6 responses to “A Balancing Act

  1. Setting a schedule (with meeting times, etc.) has become next to impossible since I never know when I am going to have one of the reactions you describe. So frustrating! But I think you def. made the right decision. Wouldn’t be nice if the people on the other side of the meeting/appointment/scheduled event could understand that some days, for no “real reason”, we can’t make it???

    • Sarah @ bi[polar] curious

      Really at this point since I have been open with most folks about having bipolar disorder, they have been much more understanding of my odd, wavering “can/can’t do things today” situation. I guess that is one of the perks of being “out”, but for some reason my own guilt is really the thing that winds up bothering me about it the most!

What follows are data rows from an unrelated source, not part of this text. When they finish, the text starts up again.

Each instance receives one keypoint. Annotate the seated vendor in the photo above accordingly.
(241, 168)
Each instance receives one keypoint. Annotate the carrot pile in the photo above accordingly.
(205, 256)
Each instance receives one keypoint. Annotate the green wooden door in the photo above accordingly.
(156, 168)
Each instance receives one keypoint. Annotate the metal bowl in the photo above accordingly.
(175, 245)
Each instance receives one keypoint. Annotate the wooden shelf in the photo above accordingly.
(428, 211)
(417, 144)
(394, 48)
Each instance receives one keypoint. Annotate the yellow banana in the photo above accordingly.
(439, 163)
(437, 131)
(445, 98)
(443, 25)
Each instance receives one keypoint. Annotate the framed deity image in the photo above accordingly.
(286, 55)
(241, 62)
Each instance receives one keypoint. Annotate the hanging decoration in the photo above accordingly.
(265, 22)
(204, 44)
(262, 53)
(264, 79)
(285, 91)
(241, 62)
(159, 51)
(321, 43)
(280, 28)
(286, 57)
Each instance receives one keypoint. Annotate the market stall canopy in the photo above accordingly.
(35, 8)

      • Guilt is one of the emotions I hate the most!

        I am trying to be more open with people, but when dealing with work situations I find that very tricky. Do you run into problems with freelance clients? I am curious how you might handle that. Usually I try to always give myself more time on the deadline than I know I’ll need, so I can take days off if need be, and if I’m having a bad time of it, I pass up work. But it is those face-to-face meetings that are tricky.

      • Sarah @ bi[polar] curious

        I am pretty picky about the sorts of work I pick up based on how I think it will effect me, if I can handle the workload, and it if is worth what they intend to pay me. I tend to really grill the people I’m meeting (I treat it like I am interviewing them) because that is really the only way for me to know if I feel comfortable picking up the work. I’ve had more of my clients flake out on me in the past than I have flaked out which is why I am so picky now. In the end, if it isn’t a good fit I don’t bother trying to force it or I just stress myself out.

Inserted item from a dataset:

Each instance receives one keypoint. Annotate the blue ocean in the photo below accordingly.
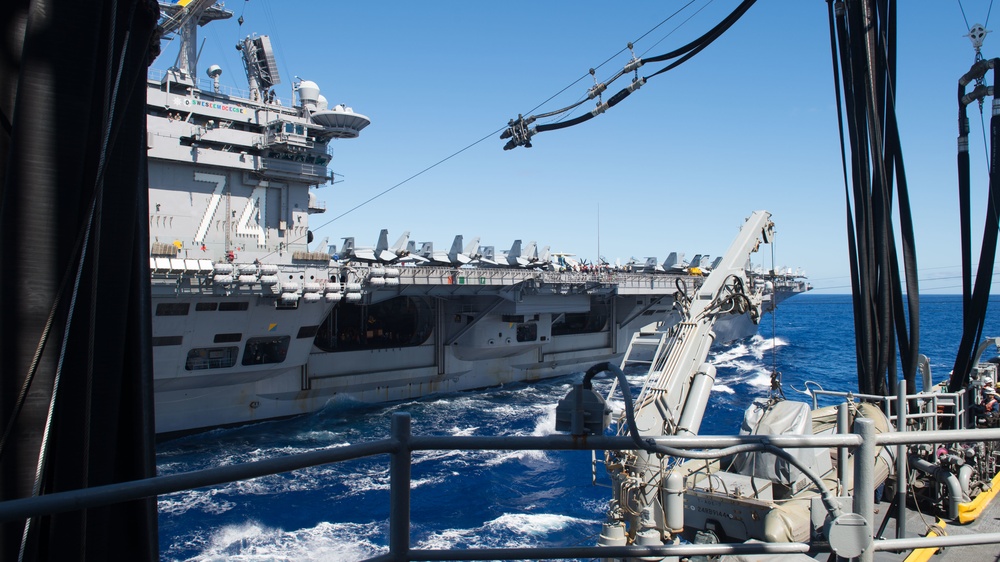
(484, 498)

        That’s smart with the deadlines. I am someone who usually rushes to get everything done at once, then take a few days and come back to it to see if things are still where I want them to be. I am kind of glad I have way too much anxiety to procrastinate!

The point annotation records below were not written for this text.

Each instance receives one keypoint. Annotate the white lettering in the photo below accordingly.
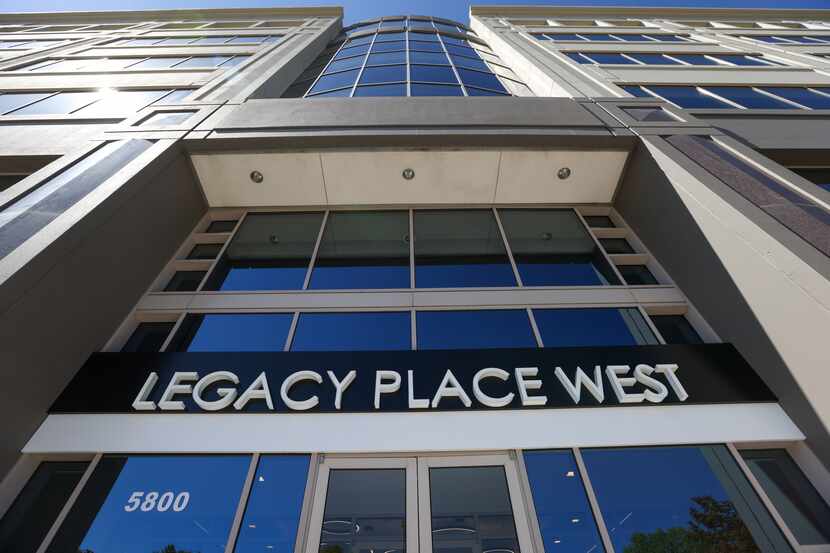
(415, 403)
(617, 384)
(485, 399)
(175, 387)
(674, 382)
(257, 390)
(450, 387)
(387, 387)
(642, 373)
(141, 403)
(581, 379)
(341, 385)
(226, 395)
(525, 385)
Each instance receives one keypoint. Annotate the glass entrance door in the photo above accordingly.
(454, 504)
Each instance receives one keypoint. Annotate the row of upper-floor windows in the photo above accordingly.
(632, 58)
(393, 330)
(58, 65)
(736, 97)
(449, 249)
(617, 37)
(182, 502)
(92, 103)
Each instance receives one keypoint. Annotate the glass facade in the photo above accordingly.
(407, 57)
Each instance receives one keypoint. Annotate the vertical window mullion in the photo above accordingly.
(592, 500)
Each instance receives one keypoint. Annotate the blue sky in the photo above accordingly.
(356, 10)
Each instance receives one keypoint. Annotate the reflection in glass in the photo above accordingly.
(688, 499)
(798, 502)
(233, 332)
(31, 515)
(485, 328)
(271, 251)
(149, 503)
(273, 509)
(455, 248)
(471, 510)
(352, 331)
(593, 327)
(367, 249)
(562, 508)
(365, 511)
(551, 247)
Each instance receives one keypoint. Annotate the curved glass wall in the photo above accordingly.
(407, 56)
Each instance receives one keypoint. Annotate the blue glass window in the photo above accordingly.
(353, 331)
(363, 249)
(438, 58)
(272, 513)
(495, 328)
(565, 518)
(383, 74)
(381, 90)
(551, 247)
(799, 95)
(706, 508)
(748, 98)
(592, 327)
(335, 80)
(271, 251)
(385, 58)
(149, 503)
(459, 248)
(688, 97)
(418, 89)
(233, 332)
(432, 74)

  2. I often use the phrase “balancing act” to describe much of my life. Even before I knew I’m bipolar! (and that deadline trick? doesn’t work for me at all. bummer, eh?)

    Sounds like you’re doing tons better than last time Corey was out of town, though. Tons! I hope that’s something you can celebrate in some fashion – it’s definitely an accomplishment worth recognizing. 🙂

    • Sarah @ bi[polar] curious

      Thank you, I am pretty proud of myself for doing so well this time around, definitely an unexpected pleasure!